東城百合子先生とゆかりの深い方で、長年にわたって教えを受けてきた方です。
「お薬はひとつも飲んでいません」とおっしゃっていて、その若々しさに驚きました。
びわの葉温灸の準備
北海道ではびわの葉が貴重です。大きい葉はカットして使ってもOKですが、1枚の葉を半分ずつ使うのはNG。葉っぱの中で成分が巡ってしまうためです。
また、びわの葉エキスを使って行う温灸がおすすめだそうです。
右利きの方は、もぐさを右側に置き、左側のスペースを灰を落とす場所にしてセットします。

火のつけ方
蝋燭の火に触れるか触れないかの距離で、もぐさを回し続けます。煙が出てきたら置き台にのせて、1〜2分待ちましょう。
すぐに温灸をしようとすると火力が弱いままなので、1〜2分少し待つことで火力が十分に上がります。


びわの葉の持ち方
びわの葉の表面(緑色の濃いツルツルした面)を皮膚に当たるようにして、表面を下に向けます。その上にサラシの布(8枚重ね)、温灸紙をのせて左手で持ちます。
必ず灰が落とせるよう、もぐさを置く台の上で、びわの葉からサラシ・温灸紙の上にもぐさを垂直に置き、柏餅のようにびわの葉で包んで持ちます。左右の隙間から灰を落とします。
2本のもぐさを交互に使い、3箇所ごとに交代しながら、煙が出てきたら交代することで煙を最小限にできます。
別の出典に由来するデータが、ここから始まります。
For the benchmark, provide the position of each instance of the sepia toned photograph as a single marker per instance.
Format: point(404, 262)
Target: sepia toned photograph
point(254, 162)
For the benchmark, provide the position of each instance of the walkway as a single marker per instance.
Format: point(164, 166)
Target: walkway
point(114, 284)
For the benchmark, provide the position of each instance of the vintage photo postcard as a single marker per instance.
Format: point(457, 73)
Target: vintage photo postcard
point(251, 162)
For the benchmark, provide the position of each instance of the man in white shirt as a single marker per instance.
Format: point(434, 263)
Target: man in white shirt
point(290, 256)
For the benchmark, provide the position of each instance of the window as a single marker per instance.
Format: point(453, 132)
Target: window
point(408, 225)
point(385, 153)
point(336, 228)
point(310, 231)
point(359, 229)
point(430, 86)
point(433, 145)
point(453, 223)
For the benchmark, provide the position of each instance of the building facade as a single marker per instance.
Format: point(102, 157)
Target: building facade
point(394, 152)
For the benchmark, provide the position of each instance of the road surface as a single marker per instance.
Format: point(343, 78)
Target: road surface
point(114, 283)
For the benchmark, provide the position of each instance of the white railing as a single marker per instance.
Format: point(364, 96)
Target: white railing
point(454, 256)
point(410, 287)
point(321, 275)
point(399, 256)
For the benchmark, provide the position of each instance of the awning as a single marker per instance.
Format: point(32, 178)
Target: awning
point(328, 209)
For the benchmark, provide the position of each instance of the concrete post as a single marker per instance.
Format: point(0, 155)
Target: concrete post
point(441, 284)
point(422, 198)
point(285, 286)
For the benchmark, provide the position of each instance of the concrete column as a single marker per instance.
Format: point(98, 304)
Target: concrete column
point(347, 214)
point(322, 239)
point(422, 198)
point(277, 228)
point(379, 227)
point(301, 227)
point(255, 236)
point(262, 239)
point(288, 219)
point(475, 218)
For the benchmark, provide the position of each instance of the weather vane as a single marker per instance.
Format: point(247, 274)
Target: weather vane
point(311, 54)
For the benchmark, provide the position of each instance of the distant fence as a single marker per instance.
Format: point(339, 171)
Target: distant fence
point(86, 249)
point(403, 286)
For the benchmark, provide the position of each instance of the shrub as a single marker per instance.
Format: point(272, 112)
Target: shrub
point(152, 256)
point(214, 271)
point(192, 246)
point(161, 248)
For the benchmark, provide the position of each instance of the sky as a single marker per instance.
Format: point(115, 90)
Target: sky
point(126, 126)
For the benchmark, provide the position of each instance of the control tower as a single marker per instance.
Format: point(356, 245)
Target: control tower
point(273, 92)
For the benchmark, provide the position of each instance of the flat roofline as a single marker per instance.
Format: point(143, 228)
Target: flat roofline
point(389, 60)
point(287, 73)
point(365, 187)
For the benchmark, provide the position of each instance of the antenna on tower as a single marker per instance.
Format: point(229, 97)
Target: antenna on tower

換気扇の下で行う方が多いそうです。
温灸をする順番
体調の悪いところが気になりますが、大事なのは身体の根っこ(肝臓と腎臓)から整えること。
おへその上から始めてお腹周り・肝臓へ。1箇所10秒を目安に、熱すぎる場合は布の厚さや温灸紙の位置を調整しながら、お腹側は20分程度行います。
背中は腎臓が左右にあるので、できるだけ垂直な椅子の背もたれを活用して、合わせて5分ほど。
足裏は全身の反射区があるのでとてもおすすめです。
使い終わったびわの葉で足湯を
使い終わったびわの葉は、黒くなった部分を外し、残った緑色の部分を細かく刻んで煮出し、足湯に入れて使います。
煮出さずに葉っぱをそのまま入れるだけでは、いい成分が抽出されるのに3日かかってしまいます(夏場の3日目はちょっと厳しいですよね)。
足湯はお湯と水の入った洗面器を用意して、お湯が冷めてきたらびわの葉を煮出したものを追加しながらしっかり温め、最後に水で締めます。この「水で締める」のが大事で、そのことで温かさが長続きします。
心得:力を抜いてやること
「生真面目にやるよりも、適当にやること」と横田さんは講習会の中でおっしゃっていました。
力が抜けることで細胞が緩む。温灸は肩肘張らず、ゆるやかに取り入れていきたいですね。
夜のミニ健康学園で印象に残った言葉

講習会終了後、横田さんを囲んで夕食をご一緒しながら、ミニ健康学園をしていただきました。
「お手当は治療ではありません。身体の自然治癒力を助けてくれるもの。」という言葉が印象的でした。
「神経」は「神の経(みち)」。こだわりすぎると、神経も詰まってしまう。
そして東城百合子先生の言葉もご紹介いただきました。
「病気治しではない、根性治しよ。」
体調が悪い時だけでなく、日頃から取り入れることが大切だと改めて感じました。
自然療法を暮らしに取り入れると、体調を崩す前に整えられることが増えていきます。何より、「気持ちいい!」と感じながら体が変わっていくのが魅力です。